UNA RIFORMA che ha una filosofia di fondo, la valorizzazione, e una tattica, la tripartizione delle strutture ministeriali: al vertice, i venti «super-musei» con una gestione improntata alla monetizzazione; più in basso, i male assortiti e diseguali «poli museali» e, infine, le soprintendenze territoriali. La riforma Franceschini ha separato la valorizzazione, inteso come profitto, dalla tutela e ha privilegiato la prima a discapito della seconda, indebolendo strutturalmente le soprintendenze territoriali, alle quali spetta la sorveglianza capillare dei monumenti e dei paesaggi.

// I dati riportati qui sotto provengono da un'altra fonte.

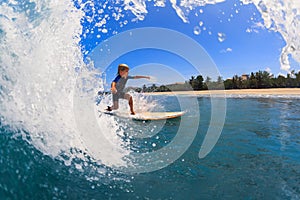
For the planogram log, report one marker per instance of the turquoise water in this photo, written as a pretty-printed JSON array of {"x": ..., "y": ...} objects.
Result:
[{"x": 256, "y": 157}]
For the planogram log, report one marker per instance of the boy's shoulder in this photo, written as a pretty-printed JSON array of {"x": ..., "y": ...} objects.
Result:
[{"x": 118, "y": 77}]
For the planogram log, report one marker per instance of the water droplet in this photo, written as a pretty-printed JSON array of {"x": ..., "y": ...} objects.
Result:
[{"x": 197, "y": 30}]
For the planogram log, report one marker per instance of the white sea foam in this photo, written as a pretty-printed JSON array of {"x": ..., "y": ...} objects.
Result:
[{"x": 41, "y": 68}]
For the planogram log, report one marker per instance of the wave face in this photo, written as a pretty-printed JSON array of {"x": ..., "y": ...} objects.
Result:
[{"x": 42, "y": 62}]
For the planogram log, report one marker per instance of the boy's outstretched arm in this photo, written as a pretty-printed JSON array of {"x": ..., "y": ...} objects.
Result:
[
  {"x": 147, "y": 77},
  {"x": 113, "y": 88}
]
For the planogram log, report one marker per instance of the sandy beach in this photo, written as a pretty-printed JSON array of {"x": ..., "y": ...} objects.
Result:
[{"x": 273, "y": 91}]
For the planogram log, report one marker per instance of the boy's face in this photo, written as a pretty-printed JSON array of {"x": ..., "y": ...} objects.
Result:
[{"x": 124, "y": 73}]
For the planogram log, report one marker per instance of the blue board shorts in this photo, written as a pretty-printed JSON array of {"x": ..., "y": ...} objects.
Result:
[{"x": 118, "y": 95}]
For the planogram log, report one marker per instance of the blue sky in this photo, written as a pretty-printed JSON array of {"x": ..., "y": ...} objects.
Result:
[{"x": 231, "y": 33}]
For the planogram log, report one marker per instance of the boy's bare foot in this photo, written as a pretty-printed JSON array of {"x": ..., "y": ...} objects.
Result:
[{"x": 108, "y": 108}]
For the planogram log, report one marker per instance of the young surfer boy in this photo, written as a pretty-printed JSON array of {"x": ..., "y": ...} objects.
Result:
[{"x": 118, "y": 85}]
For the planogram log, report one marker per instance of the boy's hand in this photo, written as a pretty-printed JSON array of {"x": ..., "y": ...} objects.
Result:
[{"x": 113, "y": 90}]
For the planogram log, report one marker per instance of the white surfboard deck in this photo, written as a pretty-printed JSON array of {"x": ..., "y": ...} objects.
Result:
[{"x": 147, "y": 115}]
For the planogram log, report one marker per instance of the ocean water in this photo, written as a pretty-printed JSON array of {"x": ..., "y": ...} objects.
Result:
[
  {"x": 54, "y": 144},
  {"x": 256, "y": 157}
]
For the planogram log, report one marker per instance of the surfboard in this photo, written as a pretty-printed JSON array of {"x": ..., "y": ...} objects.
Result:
[{"x": 147, "y": 116}]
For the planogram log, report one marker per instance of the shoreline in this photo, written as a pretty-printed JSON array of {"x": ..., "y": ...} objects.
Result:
[{"x": 271, "y": 91}]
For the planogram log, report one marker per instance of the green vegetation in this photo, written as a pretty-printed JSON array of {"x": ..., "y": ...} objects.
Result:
[{"x": 256, "y": 80}]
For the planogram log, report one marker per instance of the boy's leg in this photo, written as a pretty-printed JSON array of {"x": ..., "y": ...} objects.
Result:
[
  {"x": 130, "y": 102},
  {"x": 115, "y": 106}
]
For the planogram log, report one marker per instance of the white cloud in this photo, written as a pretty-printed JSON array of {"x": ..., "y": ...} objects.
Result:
[{"x": 268, "y": 70}]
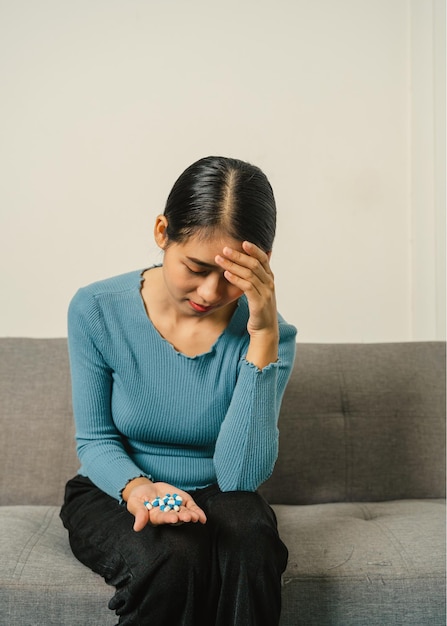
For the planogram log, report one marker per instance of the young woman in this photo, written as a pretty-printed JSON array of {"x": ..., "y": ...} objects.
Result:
[{"x": 178, "y": 372}]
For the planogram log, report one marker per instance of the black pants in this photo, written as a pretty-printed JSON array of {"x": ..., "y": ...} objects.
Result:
[{"x": 224, "y": 573}]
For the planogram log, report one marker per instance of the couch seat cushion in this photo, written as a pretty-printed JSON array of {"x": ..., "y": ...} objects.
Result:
[
  {"x": 41, "y": 582},
  {"x": 364, "y": 563}
]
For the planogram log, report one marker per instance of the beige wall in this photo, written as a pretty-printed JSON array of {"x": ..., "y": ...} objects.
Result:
[{"x": 105, "y": 102}]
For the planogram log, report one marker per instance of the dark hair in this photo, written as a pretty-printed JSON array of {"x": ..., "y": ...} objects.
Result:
[{"x": 220, "y": 193}]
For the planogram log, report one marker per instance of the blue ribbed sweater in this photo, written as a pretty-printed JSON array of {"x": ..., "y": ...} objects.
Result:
[{"x": 141, "y": 407}]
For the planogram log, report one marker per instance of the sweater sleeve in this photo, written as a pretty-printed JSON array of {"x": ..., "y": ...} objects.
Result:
[
  {"x": 99, "y": 445},
  {"x": 247, "y": 445}
]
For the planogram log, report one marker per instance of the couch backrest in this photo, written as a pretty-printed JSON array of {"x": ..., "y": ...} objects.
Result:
[
  {"x": 358, "y": 422},
  {"x": 362, "y": 422},
  {"x": 37, "y": 430}
]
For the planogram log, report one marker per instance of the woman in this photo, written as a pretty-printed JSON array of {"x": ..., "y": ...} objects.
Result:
[{"x": 178, "y": 373}]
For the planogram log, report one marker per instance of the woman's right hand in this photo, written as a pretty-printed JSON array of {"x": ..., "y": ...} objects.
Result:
[{"x": 143, "y": 490}]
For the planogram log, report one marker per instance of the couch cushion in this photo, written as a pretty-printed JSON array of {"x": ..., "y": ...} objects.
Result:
[
  {"x": 36, "y": 421},
  {"x": 349, "y": 565},
  {"x": 41, "y": 582},
  {"x": 362, "y": 422},
  {"x": 364, "y": 563}
]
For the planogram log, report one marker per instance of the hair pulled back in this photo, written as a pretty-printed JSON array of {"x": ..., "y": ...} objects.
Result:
[{"x": 220, "y": 193}]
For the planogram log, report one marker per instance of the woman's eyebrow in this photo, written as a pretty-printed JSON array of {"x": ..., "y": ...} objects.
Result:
[{"x": 201, "y": 263}]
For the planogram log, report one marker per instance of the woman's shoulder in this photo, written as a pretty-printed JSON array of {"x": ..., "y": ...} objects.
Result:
[
  {"x": 87, "y": 297},
  {"x": 114, "y": 284}
]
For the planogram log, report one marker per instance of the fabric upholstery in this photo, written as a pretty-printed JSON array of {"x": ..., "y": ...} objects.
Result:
[{"x": 358, "y": 488}]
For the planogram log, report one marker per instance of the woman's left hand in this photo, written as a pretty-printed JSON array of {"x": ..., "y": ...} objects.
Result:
[{"x": 250, "y": 271}]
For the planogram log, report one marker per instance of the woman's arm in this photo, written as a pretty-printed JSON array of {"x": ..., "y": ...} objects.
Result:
[{"x": 247, "y": 445}]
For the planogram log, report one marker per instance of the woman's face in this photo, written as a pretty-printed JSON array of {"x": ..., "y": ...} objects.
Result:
[{"x": 194, "y": 282}]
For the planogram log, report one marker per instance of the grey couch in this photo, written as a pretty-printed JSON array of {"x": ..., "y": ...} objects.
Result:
[{"x": 357, "y": 489}]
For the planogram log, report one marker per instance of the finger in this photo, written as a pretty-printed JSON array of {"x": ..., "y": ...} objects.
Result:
[
  {"x": 257, "y": 252},
  {"x": 198, "y": 515},
  {"x": 245, "y": 265},
  {"x": 141, "y": 518}
]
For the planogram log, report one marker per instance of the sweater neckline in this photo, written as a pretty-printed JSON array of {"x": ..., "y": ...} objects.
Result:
[{"x": 154, "y": 330}]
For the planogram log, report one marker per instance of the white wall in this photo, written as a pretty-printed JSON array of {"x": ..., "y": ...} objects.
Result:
[{"x": 104, "y": 102}]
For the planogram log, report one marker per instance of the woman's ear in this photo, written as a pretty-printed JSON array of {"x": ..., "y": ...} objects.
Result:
[{"x": 161, "y": 231}]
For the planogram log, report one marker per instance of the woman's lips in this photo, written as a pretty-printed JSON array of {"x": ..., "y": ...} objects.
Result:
[{"x": 199, "y": 308}]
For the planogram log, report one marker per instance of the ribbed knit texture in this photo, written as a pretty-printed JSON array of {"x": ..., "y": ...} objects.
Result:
[{"x": 141, "y": 407}]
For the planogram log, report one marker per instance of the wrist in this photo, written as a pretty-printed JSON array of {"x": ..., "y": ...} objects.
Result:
[
  {"x": 263, "y": 348},
  {"x": 131, "y": 484}
]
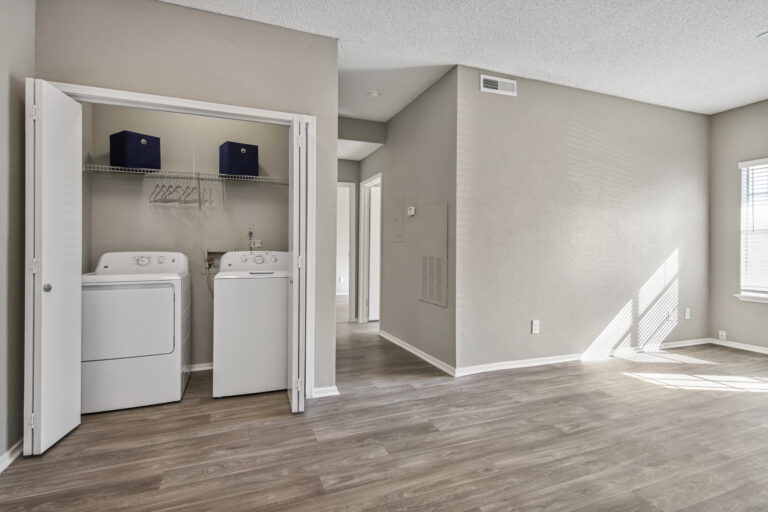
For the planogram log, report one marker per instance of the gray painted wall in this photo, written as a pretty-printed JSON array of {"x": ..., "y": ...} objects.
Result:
[
  {"x": 419, "y": 168},
  {"x": 152, "y": 47},
  {"x": 17, "y": 61},
  {"x": 349, "y": 171},
  {"x": 736, "y": 135},
  {"x": 568, "y": 204},
  {"x": 363, "y": 130},
  {"x": 119, "y": 217}
]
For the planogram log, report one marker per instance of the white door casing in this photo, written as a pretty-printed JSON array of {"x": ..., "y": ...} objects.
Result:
[
  {"x": 374, "y": 268},
  {"x": 54, "y": 245},
  {"x": 364, "y": 256}
]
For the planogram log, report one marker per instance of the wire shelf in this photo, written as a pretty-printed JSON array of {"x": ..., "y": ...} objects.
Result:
[{"x": 191, "y": 175}]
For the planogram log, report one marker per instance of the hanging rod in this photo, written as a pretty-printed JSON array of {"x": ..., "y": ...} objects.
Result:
[{"x": 191, "y": 175}]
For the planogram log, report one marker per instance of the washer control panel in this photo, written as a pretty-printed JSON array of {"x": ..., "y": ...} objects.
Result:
[{"x": 255, "y": 260}]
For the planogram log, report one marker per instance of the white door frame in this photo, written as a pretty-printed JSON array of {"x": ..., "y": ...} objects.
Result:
[
  {"x": 305, "y": 125},
  {"x": 365, "y": 245},
  {"x": 352, "y": 247}
]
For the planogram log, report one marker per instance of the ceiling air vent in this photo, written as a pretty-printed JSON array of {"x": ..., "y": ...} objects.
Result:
[{"x": 498, "y": 85}]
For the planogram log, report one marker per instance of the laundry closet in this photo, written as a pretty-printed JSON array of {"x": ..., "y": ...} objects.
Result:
[{"x": 163, "y": 242}]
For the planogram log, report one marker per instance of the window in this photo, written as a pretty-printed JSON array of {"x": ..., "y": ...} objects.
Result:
[{"x": 754, "y": 228}]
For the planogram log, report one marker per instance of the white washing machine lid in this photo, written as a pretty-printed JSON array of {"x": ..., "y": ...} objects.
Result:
[{"x": 253, "y": 274}]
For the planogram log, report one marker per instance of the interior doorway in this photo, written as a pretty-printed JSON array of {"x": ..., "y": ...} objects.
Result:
[
  {"x": 369, "y": 302},
  {"x": 346, "y": 251}
]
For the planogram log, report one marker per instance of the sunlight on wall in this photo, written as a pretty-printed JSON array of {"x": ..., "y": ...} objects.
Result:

La mancanza di personale nelle soprintendenze è, per la verità, responsabilità dei governi degli ultimi vent’anni (almeno), e sembra preludere alla loro messa in liquidazione. Una dismissione resa probabile – se si ricorda che, secondo Renzi, «soprintendente è la parola più brutta del vocabolario» e che, secondo Boschi, «le soprintendenze vanno abolite» – dall’indirizzo politico-culturale della riforma. Il patrimonio culturale di cui l’Italia si vanta è enorme e prezioso, ma è anche antico e fragile e perciò richiede cure, prevenzione e tutela diffuse e strutturali. Non si può fare prevenzione e tutela se i fondi per la manutenzione ordinaria e straordinaria del Mibact sono stati progressivamente tagliati fino a giungere, nel 2017, a soli 16, sommamente inadeguati, milioni.

IL MINISTRO trionfalisticamente rivendica, per mezzo di una stampa perlopiù acritica, i maggiori incassi in euro, ma la spesa statale per la cultura rimane una delle più basse d’Europa: un terzo di quella francese, metà di quella spagnola, mentre i suoi recenti, piccoli, incrementi sono calcolati, da Franceschini, rispetto all’imbarazzante 0,19% del bilancio del Mibact toccato, nel 2008, da Sandro Bondi. Gli scarsi finanziamenti ministeriali vengono, per giunta, indirizzati su progetti discutibili come, per esempio, i 18 milioni di euro destinati all’arena del Colosseo per futuri spettacoli gladiatorî.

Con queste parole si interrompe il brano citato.